Currently there are no knobs that can affect this on a per-push basis.
Our existing controls are hard-coded on a per-branch basis [0].

We're planning on writing a custom buildbot scheduler that will look in
all the places mentioned above, as well as in whatever backend the web
UI is using, to make the decisions about which builds and tests to run.
I *think* this custom scheduler is the simplest part of the project,
which we can get started on in a few weeks.
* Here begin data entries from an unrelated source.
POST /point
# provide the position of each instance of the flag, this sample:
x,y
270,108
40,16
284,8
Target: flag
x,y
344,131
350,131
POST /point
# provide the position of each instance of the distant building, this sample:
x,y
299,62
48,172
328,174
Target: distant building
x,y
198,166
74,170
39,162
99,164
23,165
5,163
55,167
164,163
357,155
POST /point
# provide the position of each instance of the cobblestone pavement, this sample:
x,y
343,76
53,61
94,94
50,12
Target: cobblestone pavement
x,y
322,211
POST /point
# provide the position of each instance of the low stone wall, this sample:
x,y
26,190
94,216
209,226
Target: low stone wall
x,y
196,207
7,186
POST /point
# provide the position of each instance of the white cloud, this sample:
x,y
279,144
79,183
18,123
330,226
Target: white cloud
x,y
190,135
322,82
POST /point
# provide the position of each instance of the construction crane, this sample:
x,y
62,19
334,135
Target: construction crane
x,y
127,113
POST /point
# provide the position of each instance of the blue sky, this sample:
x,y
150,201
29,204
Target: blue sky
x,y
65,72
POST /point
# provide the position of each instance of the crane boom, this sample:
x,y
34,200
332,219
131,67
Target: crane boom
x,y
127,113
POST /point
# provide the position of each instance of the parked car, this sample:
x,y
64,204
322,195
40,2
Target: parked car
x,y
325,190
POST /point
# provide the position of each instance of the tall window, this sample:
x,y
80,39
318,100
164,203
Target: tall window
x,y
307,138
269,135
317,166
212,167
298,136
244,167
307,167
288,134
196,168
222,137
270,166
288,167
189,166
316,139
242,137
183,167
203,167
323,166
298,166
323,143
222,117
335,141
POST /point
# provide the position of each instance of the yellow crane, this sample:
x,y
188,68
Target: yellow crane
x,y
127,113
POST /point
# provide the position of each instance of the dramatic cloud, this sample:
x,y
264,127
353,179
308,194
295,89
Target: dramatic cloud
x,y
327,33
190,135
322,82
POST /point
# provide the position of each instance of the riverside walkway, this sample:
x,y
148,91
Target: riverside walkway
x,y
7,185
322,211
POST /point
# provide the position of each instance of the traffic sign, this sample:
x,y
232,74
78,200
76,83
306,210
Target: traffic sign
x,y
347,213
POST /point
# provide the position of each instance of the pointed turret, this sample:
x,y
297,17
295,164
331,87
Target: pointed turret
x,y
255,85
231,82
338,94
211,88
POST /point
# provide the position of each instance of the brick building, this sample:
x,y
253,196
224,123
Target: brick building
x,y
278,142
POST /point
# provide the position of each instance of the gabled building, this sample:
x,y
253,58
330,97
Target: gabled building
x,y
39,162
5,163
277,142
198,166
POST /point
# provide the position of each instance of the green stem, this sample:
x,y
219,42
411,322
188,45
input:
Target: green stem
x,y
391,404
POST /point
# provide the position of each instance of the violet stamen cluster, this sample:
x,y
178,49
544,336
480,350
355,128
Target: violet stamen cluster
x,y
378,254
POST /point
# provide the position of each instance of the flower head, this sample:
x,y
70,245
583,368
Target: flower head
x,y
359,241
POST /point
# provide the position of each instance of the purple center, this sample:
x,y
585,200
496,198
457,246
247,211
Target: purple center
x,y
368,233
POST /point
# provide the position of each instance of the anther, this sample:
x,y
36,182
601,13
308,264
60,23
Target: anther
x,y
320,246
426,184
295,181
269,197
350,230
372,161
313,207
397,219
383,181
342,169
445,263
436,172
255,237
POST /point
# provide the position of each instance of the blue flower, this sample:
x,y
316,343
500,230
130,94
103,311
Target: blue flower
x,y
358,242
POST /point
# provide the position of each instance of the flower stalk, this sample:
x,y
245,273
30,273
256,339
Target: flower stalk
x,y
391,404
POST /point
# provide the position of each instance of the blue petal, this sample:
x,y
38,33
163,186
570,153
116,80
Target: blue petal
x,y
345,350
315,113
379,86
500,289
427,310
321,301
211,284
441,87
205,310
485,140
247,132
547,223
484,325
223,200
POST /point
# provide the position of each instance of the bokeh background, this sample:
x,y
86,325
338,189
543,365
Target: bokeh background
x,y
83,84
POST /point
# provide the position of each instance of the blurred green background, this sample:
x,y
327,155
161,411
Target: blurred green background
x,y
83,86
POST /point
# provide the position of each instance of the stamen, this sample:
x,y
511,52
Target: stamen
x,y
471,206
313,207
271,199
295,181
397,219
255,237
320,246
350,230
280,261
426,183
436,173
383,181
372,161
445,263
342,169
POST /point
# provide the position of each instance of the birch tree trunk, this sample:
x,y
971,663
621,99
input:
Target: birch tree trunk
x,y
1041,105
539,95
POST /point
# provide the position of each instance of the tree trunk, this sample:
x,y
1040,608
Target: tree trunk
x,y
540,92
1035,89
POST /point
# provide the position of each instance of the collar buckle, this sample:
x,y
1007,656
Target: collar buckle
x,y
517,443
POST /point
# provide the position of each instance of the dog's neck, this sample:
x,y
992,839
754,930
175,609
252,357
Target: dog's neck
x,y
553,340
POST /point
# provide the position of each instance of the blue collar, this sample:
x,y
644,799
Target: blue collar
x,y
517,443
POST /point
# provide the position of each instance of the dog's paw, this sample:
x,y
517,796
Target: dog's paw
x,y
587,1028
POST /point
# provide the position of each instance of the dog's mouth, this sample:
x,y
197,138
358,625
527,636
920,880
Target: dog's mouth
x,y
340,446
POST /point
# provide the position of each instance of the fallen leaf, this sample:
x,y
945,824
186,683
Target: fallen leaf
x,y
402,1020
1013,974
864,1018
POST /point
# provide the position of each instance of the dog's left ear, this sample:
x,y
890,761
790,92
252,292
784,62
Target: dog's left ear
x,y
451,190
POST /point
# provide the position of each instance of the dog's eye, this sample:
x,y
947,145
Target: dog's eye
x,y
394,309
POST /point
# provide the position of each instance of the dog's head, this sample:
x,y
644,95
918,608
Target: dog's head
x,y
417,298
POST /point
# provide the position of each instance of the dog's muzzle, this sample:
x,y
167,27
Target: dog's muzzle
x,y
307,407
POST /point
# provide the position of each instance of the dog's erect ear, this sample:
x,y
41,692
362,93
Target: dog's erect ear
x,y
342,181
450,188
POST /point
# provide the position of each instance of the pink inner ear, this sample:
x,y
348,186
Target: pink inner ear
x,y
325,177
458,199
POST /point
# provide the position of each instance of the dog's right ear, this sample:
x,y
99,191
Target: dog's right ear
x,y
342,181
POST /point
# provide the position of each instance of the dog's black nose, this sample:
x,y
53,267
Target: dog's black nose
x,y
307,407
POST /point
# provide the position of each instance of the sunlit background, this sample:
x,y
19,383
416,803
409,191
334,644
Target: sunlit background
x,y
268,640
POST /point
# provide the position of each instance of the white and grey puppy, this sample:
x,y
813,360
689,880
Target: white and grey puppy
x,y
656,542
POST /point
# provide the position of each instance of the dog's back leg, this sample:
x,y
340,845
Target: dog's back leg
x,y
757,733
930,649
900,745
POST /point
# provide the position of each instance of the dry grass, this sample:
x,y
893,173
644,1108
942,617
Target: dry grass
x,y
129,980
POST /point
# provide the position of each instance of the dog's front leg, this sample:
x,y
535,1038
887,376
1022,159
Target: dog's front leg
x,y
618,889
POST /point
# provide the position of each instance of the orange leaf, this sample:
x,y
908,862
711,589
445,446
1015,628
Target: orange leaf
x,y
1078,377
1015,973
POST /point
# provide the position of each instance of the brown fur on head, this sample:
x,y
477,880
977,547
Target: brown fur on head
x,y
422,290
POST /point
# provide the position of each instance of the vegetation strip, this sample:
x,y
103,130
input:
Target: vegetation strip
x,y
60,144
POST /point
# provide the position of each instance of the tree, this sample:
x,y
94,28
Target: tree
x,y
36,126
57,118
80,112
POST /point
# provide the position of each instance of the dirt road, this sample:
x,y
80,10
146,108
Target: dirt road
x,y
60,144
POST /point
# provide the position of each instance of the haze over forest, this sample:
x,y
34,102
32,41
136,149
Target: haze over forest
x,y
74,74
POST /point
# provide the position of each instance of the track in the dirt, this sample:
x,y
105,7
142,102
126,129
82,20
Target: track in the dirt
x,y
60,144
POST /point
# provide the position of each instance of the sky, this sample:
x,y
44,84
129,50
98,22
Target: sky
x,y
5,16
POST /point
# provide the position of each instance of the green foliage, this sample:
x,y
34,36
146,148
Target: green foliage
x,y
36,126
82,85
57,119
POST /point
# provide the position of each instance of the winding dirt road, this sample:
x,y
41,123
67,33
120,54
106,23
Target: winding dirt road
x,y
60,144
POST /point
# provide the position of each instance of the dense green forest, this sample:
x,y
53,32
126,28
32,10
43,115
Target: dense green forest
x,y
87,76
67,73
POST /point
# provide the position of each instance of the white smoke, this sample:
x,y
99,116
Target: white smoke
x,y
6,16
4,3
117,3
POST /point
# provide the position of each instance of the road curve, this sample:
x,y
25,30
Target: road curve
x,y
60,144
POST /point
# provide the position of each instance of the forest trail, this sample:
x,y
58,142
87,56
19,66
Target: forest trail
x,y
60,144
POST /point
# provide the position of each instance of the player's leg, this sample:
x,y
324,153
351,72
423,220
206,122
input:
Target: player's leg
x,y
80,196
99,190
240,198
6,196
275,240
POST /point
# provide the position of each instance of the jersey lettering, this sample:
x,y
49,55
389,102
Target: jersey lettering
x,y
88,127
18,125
If somebody else wants to
get started hacking on the buildbot scheduler, let me know [1].

What we could use help with is writing up the web side of things to
create the UI for the users, store preferences, grab past results,
cancel/re-trigger builds, etc.

Another thing to figure out is the language for how to enable/disable
things. There are several options that could be specified

platforms: ALL / specific platforms to build on / specific platforms to
NOT build on
build types: opt only, debug only, or both?
tests: ALL / unittests only / talos only / specific tests to run /
specific tests to NOT run

Cheers,
Chris

[0] e.g.
http://hg.mozilla.org/build/buildbot-configs/file/f4eb384f0702/talos-r3/config.py#l592

[1] We need a subclass of buildbot.schedulers.BaseScheduler or Scheduler
that looks at the various data sources and (commit message, etc.) and
triggers buildsets for a subset of self.builderNames based on the
information gathered. This scheduler will be used both to trigger (or
not) builds, and to trigger (or not) tests.